Noch schlimmer war es bei einer jetzt 64-jährigen Frau, die im Rahmen ihrer Unterforderung am Arbeitsplatz innerhalb weniger Monate 17 kg an Gewicht abnahm, eine schwere Sprech- und Atemstörung bekam, immer wieder die Augen unwillkürlich zukneifen musste (Blepharospasmus) und sich völlig zurückzog. Sie hatte sich nach einer schweren privaten Lebenskränkung zur Chefsekretärin hochgearbeitet (ihr Exmann hatte sie schon bald nach der Hochzeit mit der besten Freundin betrogen und sie mit dem Kind allein gelassen). Vor drei Jahren war nun ihr Chef in den Ruhestand gegangen, der neue brachte eine eigene Sekretärin mit, sodass sie nun ein „Versorgungsfall“ wurde und ins Archiv musste. Hinzu kam dann noch, dass sie erst jetzt von ihrer Mutter erfahren hatte, dass der Mann, den sie bisher immer als ihren Vater betrachtet hatte, gar nicht ihr leiblicher Vater war. Das hat ihr im wahrsten Sinne die Sprache verschlagen. Ihre Atemstörung wirkte wie ein tiefes Seufzen nach einem unerschöpflichen Weinen.

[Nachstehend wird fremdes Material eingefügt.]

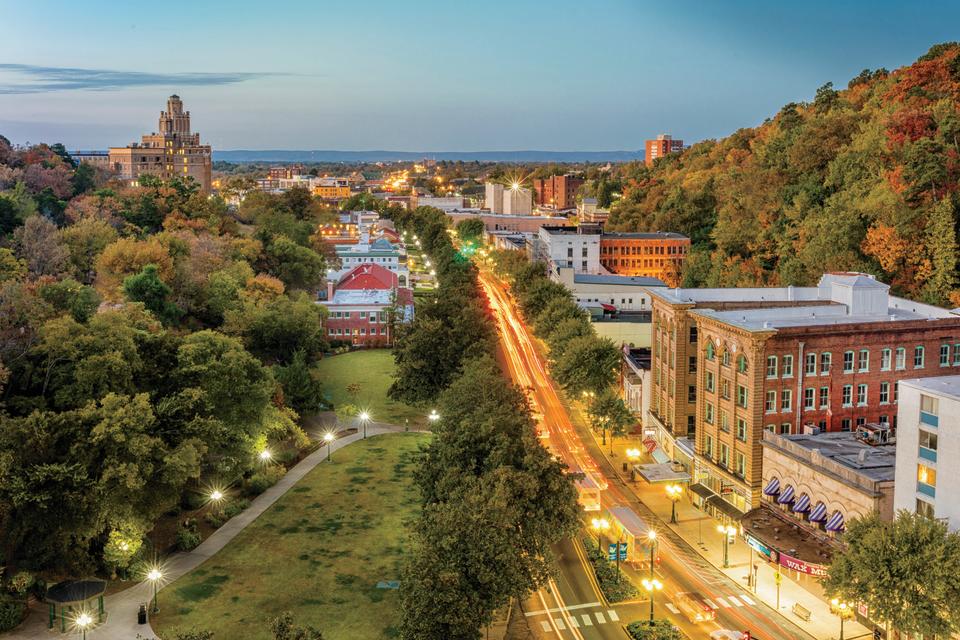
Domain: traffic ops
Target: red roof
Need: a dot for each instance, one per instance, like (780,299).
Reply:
(368,276)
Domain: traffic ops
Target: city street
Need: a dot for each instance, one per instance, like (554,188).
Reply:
(682,569)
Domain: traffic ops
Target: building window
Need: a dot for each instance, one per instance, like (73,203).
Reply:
(771,366)
(847,397)
(825,359)
(742,396)
(741,429)
(810,366)
(885,360)
(848,361)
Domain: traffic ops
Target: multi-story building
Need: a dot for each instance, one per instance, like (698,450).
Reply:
(663,145)
(559,192)
(928,441)
(366,305)
(730,363)
(658,254)
(170,152)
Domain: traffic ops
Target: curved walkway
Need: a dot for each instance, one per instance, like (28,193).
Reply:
(121,607)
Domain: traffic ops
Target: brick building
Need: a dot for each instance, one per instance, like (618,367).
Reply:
(366,305)
(559,192)
(659,254)
(729,363)
(663,145)
(172,151)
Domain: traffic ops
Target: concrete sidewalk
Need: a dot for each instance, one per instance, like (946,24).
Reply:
(121,607)
(699,530)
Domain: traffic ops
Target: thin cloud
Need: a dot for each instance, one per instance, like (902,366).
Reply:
(28,78)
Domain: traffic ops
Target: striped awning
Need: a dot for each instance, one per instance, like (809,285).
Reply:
(772,488)
(787,496)
(819,513)
(835,523)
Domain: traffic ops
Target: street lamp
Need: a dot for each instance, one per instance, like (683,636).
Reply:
(652,539)
(154,576)
(652,585)
(843,611)
(674,491)
(83,621)
(364,419)
(328,438)
(727,531)
(600,525)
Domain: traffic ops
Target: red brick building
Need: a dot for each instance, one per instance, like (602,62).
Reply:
(365,306)
(656,255)
(559,192)
(663,145)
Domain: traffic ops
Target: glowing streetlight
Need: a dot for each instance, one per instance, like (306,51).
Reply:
(727,531)
(83,621)
(154,576)
(328,437)
(652,585)
(674,491)
(599,525)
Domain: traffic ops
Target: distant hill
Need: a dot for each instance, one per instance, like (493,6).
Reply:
(862,178)
(328,155)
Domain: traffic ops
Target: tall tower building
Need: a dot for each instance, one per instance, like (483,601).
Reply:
(171,151)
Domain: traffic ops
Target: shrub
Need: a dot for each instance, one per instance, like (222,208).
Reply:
(11,613)
(263,480)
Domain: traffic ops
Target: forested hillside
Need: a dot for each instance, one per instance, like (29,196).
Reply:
(863,178)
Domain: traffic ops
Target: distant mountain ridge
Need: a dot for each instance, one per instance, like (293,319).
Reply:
(329,155)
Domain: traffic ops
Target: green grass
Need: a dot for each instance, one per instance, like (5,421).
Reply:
(373,370)
(319,552)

Wie man sich bei diesen Lebensschicksalen vorstellen kann, ist eine Therapie bei diesen Konstellationen unterschiedlich schwer. Es ergeben sich deshalb auch unterschiedliche Ansätze. Meist werden eine ambulante Therapie und eine Hilfestellung beim Verändern der misslichen Lage helfen. Allerdings bedeutet dies oft eine große Umstellung für den Betroffenen, der sich allerdings aufgrund des verständlichen Unrechtsbewusstseins heftig dagegen wehrt. Zum einen gilt es natürlich erst einmal, aus der körperlich- seelischen Krise herauszukommen, um dann neue Herausforderungen zu suchen, zum Beispiel durch weitere Qualifikationen, Gespräche mit der Personalführung oder gar einen Wechsel des Arbeitsplatzes oder der Firma. Die psychosomatisch-psychotherapeutische Behandlung setzt bei psychodynamischen Gesprächen, Entspannungsverfahren, Körpertherapieverfahren (zum Beispiel Konzentrative Bewegungstherapie und funktionelle Entspannung) sowie Kunst- oder Musiktherapie und den ggfs. notwendigen somatischen Maßnahmen an. Es wird durch diese Therapien versucht, die „Verkrustung“ in der Sinnlosigkeit zu lösen und Zugang zum Selbst und Körperselbst zu finden, um dann die zugrundeliegenden inneren Konflikte zu lösen, die eine aktivere Auseinandersetzung mit der äußeren Belastung erschweren.

Im Vergleich ist die Arbeit mit den Boreout- Patienten sehr viel schwieriger als mit den Burnout-Patienten. Meist haben die Boreout- Patienten Schuldgefühle wegen ihrer „Untätigkeit“, sie sind eher misstrauisch, erwarten Ablehnung oder Zurechtweisung. Dies bewirkt, dass sie sich bei der Bearbeitung ihrer eigenen Anteile – die sie ja durchaus sehen – sehr schnell angegriffen und entwertet fühlen, was den Aufbau einer guten therapeutischen Beziehung erschwert. Meist gehen lange juristische Auseinandersetzungen voraus, die zu fixierten Konfliktsituationen führen, sodass es zum Nachteil des Betroffenen nur noch darum geht, Recht zu bekommen. Ergibt sich dann aus den Symptomen ein sekundärer Krankheitsgewinn, kann eine Therapie sehr schwer werden.

DIE BESTE MEDIZIN für den Kopf und gegen die Langeweile ist meistens eine berufliche Veränderung.

Dr. med. Wolfgang Merkle ist Chefarzt der Psychosomatischen Klinik am Hospital zum heiligen Geist. Zudem hält er einen Lehrauftrag der Uniklinik Frankfurt für Psychosomatische Medizin und Psychotherapie inne.